Datum 14.04.2015 15:25 | Thema: DEFAULT

#CMSBLOCK{{192}}[[{"widget":"block"}]];Cms Block [Gadgets Manager :: Heimweide Cheer]#
- Ein alter verwilderter Wanderweg
- Viele Wildspuren, weiter oben im Wald ein Hirsch
- Nirgends eine Stapfede und überall Stacheldraht
- Die Abendsonne wirft grosse Schatten rund um das Öhrli
- Ein altgedientes Velo hängt am Baum vor der Hütte
- Ich höre Stimmen, 3 Jogger nähern sich
- Auf der Mistplatte erscheint ein wunderbares Spiegelbild
- Die Gebäude sind schon älter, trotzdem steckt viel Herzblut darin
- Rote und gelbe Tonröhren unter der Melster
- Alphornspiel vor der Melster, ein leichtes Waldecho ist zu hören
- 2 Rehe hören aufmerksam zu und kommen näher
- Es wird langsam kälter und dunkel
- Direkt durch den Wald Richtung Herrentüllen wage ich nicht

Bei der Liegenschaft Herrentülle, die hinterste  in Sonnenhalb, parkiere ich meinen Wagen.
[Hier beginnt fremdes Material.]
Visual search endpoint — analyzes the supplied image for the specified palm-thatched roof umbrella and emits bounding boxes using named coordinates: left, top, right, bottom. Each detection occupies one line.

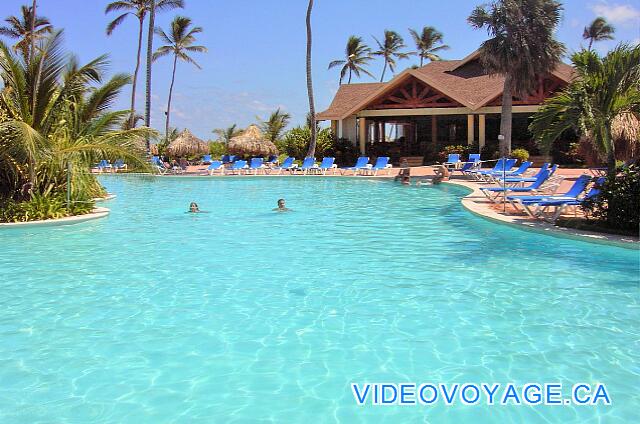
left=228, top=124, right=278, bottom=156
left=166, top=129, right=209, bottom=157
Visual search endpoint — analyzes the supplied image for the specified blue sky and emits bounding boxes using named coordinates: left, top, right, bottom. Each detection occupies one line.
left=1, top=0, right=639, bottom=140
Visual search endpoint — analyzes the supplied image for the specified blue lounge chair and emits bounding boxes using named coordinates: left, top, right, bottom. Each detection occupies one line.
left=271, top=156, right=296, bottom=175
left=341, top=156, right=369, bottom=175
left=480, top=168, right=551, bottom=202
left=97, top=159, right=112, bottom=173
left=266, top=155, right=278, bottom=165
left=361, top=156, right=391, bottom=176
left=476, top=158, right=518, bottom=181
left=228, top=160, right=247, bottom=175
left=294, top=157, right=316, bottom=175
left=113, top=159, right=127, bottom=172
left=500, top=164, right=555, bottom=185
left=206, top=161, right=223, bottom=175
left=507, top=174, right=593, bottom=216
left=443, top=153, right=461, bottom=171
left=310, top=157, right=335, bottom=175
left=468, top=158, right=508, bottom=179
left=529, top=177, right=605, bottom=222
left=246, top=157, right=264, bottom=175
left=202, top=154, right=212, bottom=164
left=468, top=153, right=481, bottom=163
left=488, top=161, right=533, bottom=182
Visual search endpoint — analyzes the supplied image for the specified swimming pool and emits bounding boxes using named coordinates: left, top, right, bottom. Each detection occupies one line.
left=0, top=176, right=638, bottom=423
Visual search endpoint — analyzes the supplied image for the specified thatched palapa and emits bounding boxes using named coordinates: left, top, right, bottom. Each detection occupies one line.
left=166, top=129, right=209, bottom=157
left=228, top=125, right=278, bottom=156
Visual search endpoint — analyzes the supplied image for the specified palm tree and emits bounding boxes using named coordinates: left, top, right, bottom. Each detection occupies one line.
left=260, top=108, right=291, bottom=143
left=372, top=30, right=411, bottom=82
left=468, top=0, right=565, bottom=155
left=212, top=125, right=242, bottom=143
left=153, top=16, right=207, bottom=139
left=531, top=44, right=640, bottom=175
left=408, top=26, right=449, bottom=66
left=0, top=5, right=52, bottom=61
left=328, top=36, right=374, bottom=85
left=0, top=31, right=153, bottom=200
left=144, top=0, right=155, bottom=149
left=305, top=0, right=316, bottom=158
left=583, top=17, right=615, bottom=51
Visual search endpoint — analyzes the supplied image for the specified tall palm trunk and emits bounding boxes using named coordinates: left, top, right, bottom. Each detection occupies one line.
left=588, top=38, right=593, bottom=51
left=499, top=72, right=513, bottom=156
left=348, top=68, right=352, bottom=84
left=144, top=0, right=155, bottom=150
left=165, top=54, right=178, bottom=138
left=380, top=61, right=387, bottom=82
left=30, top=0, right=36, bottom=63
left=305, top=0, right=316, bottom=158
left=604, top=122, right=616, bottom=176
left=420, top=56, right=424, bottom=67
left=129, top=16, right=144, bottom=128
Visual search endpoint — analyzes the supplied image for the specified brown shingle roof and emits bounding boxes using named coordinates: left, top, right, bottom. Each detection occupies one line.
left=317, top=52, right=575, bottom=120
left=316, top=82, right=385, bottom=120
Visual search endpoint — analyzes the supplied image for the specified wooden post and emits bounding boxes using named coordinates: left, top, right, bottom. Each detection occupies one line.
left=478, top=114, right=486, bottom=149
left=431, top=115, right=437, bottom=144
left=467, top=114, right=475, bottom=145
left=331, top=120, right=337, bottom=136
left=358, top=118, right=366, bottom=155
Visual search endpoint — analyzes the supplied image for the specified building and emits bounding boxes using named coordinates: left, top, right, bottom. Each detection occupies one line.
left=316, top=50, right=574, bottom=164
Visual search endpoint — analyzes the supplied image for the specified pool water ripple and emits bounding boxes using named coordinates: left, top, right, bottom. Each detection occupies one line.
left=0, top=176, right=638, bottom=423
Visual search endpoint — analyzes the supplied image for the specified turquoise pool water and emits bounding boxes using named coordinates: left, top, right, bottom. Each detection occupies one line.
left=0, top=175, right=638, bottom=423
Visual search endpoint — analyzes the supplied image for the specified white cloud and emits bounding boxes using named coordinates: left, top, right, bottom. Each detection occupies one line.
left=590, top=3, right=640, bottom=24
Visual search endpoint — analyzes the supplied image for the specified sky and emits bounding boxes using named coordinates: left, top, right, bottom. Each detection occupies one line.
left=1, top=0, right=639, bottom=140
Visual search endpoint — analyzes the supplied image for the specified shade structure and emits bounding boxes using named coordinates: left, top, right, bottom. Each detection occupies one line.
left=166, top=129, right=209, bottom=157
left=228, top=125, right=278, bottom=156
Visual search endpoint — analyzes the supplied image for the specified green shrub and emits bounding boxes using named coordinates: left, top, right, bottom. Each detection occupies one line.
left=209, top=141, right=228, bottom=158
left=583, top=165, right=640, bottom=232
left=511, top=148, right=530, bottom=163
left=438, top=145, right=469, bottom=162
left=277, top=127, right=334, bottom=159
left=0, top=186, right=94, bottom=223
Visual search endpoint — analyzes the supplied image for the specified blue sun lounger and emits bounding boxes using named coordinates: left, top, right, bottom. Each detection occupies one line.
left=113, top=159, right=127, bottom=172
left=476, top=158, right=518, bottom=181
left=507, top=174, right=593, bottom=216
left=468, top=158, right=509, bottom=180
left=271, top=156, right=296, bottom=174
left=499, top=164, right=555, bottom=185
left=295, top=157, right=316, bottom=174
left=228, top=160, right=247, bottom=175
left=443, top=153, right=461, bottom=171
left=310, top=157, right=335, bottom=175
left=361, top=156, right=391, bottom=176
left=341, top=156, right=369, bottom=175
left=480, top=168, right=551, bottom=202
left=202, top=154, right=212, bottom=164
left=206, top=161, right=223, bottom=175
left=246, top=157, right=264, bottom=175
left=527, top=177, right=605, bottom=222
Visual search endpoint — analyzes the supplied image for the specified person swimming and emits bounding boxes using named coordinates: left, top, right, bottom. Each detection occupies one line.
left=189, top=202, right=200, bottom=213
left=273, top=198, right=291, bottom=212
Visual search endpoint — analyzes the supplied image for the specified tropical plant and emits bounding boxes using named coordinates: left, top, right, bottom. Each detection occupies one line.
left=259, top=108, right=291, bottom=144
left=372, top=30, right=411, bottom=82
left=408, top=26, right=449, bottom=66
left=510, top=148, right=530, bottom=163
left=0, top=31, right=153, bottom=218
left=583, top=17, right=615, bottom=51
left=277, top=126, right=333, bottom=159
left=530, top=44, right=640, bottom=175
left=328, top=35, right=374, bottom=85
left=208, top=141, right=227, bottom=157
left=153, top=16, right=207, bottom=138
left=212, top=124, right=242, bottom=143
left=583, top=164, right=640, bottom=232
left=305, top=0, right=317, bottom=158
left=0, top=4, right=52, bottom=61
left=468, top=0, right=565, bottom=155
left=105, top=0, right=184, bottom=128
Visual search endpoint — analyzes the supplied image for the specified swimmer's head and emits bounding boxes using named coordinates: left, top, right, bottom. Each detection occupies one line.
left=277, top=198, right=285, bottom=209
left=189, top=202, right=199, bottom=212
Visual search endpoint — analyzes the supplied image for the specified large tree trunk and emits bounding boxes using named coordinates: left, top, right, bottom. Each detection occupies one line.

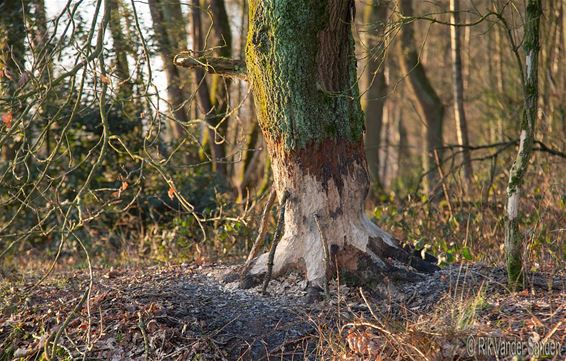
left=397, top=0, right=445, bottom=198
left=449, top=0, right=473, bottom=188
left=242, top=0, right=437, bottom=295
left=505, top=0, right=542, bottom=289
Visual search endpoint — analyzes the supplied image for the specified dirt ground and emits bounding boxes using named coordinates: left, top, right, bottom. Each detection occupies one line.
left=1, top=263, right=564, bottom=360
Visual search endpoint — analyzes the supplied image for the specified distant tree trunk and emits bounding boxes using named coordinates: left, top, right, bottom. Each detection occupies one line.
left=191, top=0, right=227, bottom=176
left=161, top=0, right=193, bottom=139
left=450, top=0, right=473, bottom=188
left=241, top=0, right=437, bottom=297
left=209, top=0, right=232, bottom=176
left=505, top=0, right=542, bottom=289
left=494, top=5, right=506, bottom=140
left=362, top=0, right=388, bottom=193
left=30, top=0, right=52, bottom=156
left=148, top=0, right=189, bottom=138
left=398, top=0, right=445, bottom=199
left=0, top=0, right=26, bottom=161
left=109, top=0, right=142, bottom=144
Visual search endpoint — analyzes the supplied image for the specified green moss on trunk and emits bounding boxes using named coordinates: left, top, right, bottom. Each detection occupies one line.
left=245, top=0, right=364, bottom=151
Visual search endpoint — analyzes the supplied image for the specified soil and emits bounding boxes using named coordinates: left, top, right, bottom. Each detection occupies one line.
left=1, top=263, right=564, bottom=360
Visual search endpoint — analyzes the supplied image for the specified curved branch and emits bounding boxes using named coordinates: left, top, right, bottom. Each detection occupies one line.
left=173, top=51, right=247, bottom=80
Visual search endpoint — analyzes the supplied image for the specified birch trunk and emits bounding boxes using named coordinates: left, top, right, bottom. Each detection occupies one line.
left=505, top=0, right=542, bottom=289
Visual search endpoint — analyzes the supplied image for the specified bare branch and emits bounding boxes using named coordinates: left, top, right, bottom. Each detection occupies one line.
left=173, top=51, right=247, bottom=79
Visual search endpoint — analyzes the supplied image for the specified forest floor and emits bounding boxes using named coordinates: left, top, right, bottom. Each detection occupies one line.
left=0, top=262, right=564, bottom=360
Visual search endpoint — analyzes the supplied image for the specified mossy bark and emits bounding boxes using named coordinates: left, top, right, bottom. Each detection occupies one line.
left=505, top=0, right=542, bottom=290
left=243, top=0, right=437, bottom=294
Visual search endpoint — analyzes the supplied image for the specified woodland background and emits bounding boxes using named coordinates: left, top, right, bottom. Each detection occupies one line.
left=0, top=0, right=564, bottom=294
left=0, top=0, right=565, bottom=359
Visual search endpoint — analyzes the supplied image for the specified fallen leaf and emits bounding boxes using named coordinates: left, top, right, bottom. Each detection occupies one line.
left=2, top=112, right=12, bottom=128
left=168, top=186, right=176, bottom=200
left=100, top=74, right=111, bottom=84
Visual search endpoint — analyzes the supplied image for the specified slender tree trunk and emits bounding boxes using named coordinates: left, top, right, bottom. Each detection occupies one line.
left=148, top=0, right=190, bottom=138
left=191, top=0, right=227, bottom=176
left=362, top=0, right=388, bottom=192
left=109, top=0, right=143, bottom=145
left=30, top=0, right=52, bottom=156
left=0, top=0, right=26, bottom=161
left=450, top=0, right=473, bottom=188
left=494, top=5, right=505, bottom=140
left=505, top=0, right=542, bottom=289
left=209, top=0, right=232, bottom=176
left=398, top=0, right=445, bottom=199
left=242, top=0, right=437, bottom=296
left=161, top=0, right=193, bottom=138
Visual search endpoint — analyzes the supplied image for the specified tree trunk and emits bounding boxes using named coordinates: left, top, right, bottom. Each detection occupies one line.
left=30, top=0, right=53, bottom=156
left=397, top=0, right=445, bottom=199
left=243, top=0, right=437, bottom=295
left=449, top=0, right=473, bottom=188
left=505, top=0, right=542, bottom=289
left=0, top=0, right=26, bottom=161
left=362, top=0, right=388, bottom=192
left=148, top=0, right=190, bottom=138
left=191, top=0, right=227, bottom=176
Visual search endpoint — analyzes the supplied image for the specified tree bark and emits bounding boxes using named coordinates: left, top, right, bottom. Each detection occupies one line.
left=449, top=0, right=473, bottom=188
left=397, top=0, right=445, bottom=199
left=505, top=0, right=542, bottom=289
left=191, top=0, right=227, bottom=176
left=148, top=0, right=190, bottom=138
left=362, top=0, right=388, bottom=192
left=242, top=0, right=437, bottom=295
left=0, top=0, right=26, bottom=161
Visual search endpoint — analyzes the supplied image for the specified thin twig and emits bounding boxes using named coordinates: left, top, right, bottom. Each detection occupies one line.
left=138, top=312, right=149, bottom=360
left=241, top=188, right=277, bottom=277
left=433, top=149, right=454, bottom=217
left=262, top=191, right=290, bottom=295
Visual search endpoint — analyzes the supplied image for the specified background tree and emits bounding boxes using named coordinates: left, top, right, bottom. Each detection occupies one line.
left=397, top=0, right=445, bottom=199
left=450, top=0, right=473, bottom=188
left=148, top=0, right=191, bottom=139
left=361, top=0, right=389, bottom=193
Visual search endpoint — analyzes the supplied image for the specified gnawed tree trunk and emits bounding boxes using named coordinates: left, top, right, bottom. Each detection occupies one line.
left=361, top=0, right=388, bottom=193
left=398, top=0, right=445, bottom=199
left=505, top=0, right=542, bottom=289
left=240, top=0, right=437, bottom=296
left=449, top=0, right=473, bottom=189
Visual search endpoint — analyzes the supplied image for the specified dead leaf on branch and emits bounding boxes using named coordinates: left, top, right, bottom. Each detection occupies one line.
left=2, top=111, right=13, bottom=128
left=168, top=186, right=176, bottom=200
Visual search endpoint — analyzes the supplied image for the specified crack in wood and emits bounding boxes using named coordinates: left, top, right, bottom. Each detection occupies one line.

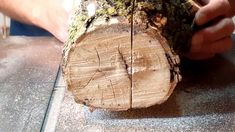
left=80, top=70, right=97, bottom=90
left=117, top=45, right=131, bottom=80
left=96, top=47, right=118, bottom=106
left=95, top=48, right=101, bottom=70
left=109, top=80, right=116, bottom=99
left=97, top=84, right=104, bottom=106
left=79, top=47, right=101, bottom=90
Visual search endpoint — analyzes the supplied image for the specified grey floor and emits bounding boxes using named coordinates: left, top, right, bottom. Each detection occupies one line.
left=0, top=37, right=62, bottom=132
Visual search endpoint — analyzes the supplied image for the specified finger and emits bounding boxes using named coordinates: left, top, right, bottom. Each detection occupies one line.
left=62, top=0, right=82, bottom=11
left=195, top=0, right=231, bottom=25
left=186, top=52, right=215, bottom=60
left=191, top=18, right=235, bottom=49
left=203, top=18, right=235, bottom=42
left=56, top=29, right=68, bottom=43
left=191, top=36, right=233, bottom=53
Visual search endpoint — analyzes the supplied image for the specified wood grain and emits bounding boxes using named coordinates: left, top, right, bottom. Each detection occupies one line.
left=63, top=23, right=180, bottom=111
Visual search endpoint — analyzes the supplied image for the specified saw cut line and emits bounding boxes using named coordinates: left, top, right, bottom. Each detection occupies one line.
left=130, top=0, right=136, bottom=109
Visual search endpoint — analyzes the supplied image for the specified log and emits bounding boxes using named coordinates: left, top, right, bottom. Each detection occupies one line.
left=62, top=0, right=200, bottom=111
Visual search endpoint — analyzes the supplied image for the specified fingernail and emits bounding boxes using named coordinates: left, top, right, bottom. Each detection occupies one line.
left=191, top=34, right=203, bottom=52
left=195, top=12, right=206, bottom=25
Ein paarmal im Jahr übe ich dort, denn ich fühle mich da einfach wohl. Heute starte ich ab derselben Stelle, folge aber dem Wanderweg bis zur Brücke die hinüber zur Wart führt. Bei diesem Wegkreuz müsste es rechts den Wald hinauf Richtung Helchen gehen, nur ich finde im ersten Moment keinen Weg, er ist auch nicht mehr offiziell eingetragen. Ich folge deshalb der Nagelfluhrippe und treffe dann weiter oben auf einen verwilderten Weg. Kreuz und quer liegen schon längere Zeit Baumstämme und Äste im Wald, ich sehe auch eine Holzbeige die aber schon vermodert ist. Es sieht fast so aus, als ob der Holzer ein älterer Mann war und bei seiner Arbeit vor rund 20 Jahren verstorben ist. In diesem Waldabschnitt treffe ich auch auf viele ganz frische Wildspuren, kein Wunder dass weiter oben gerade ein Reh mir den Rücken kehrt und davon springt. Am Waldrand grenzt dann auch die Alp Helchen an, vergebens suche ich nach einer Stapfete, überall gibt es diesen hässlichen Stacheldraht.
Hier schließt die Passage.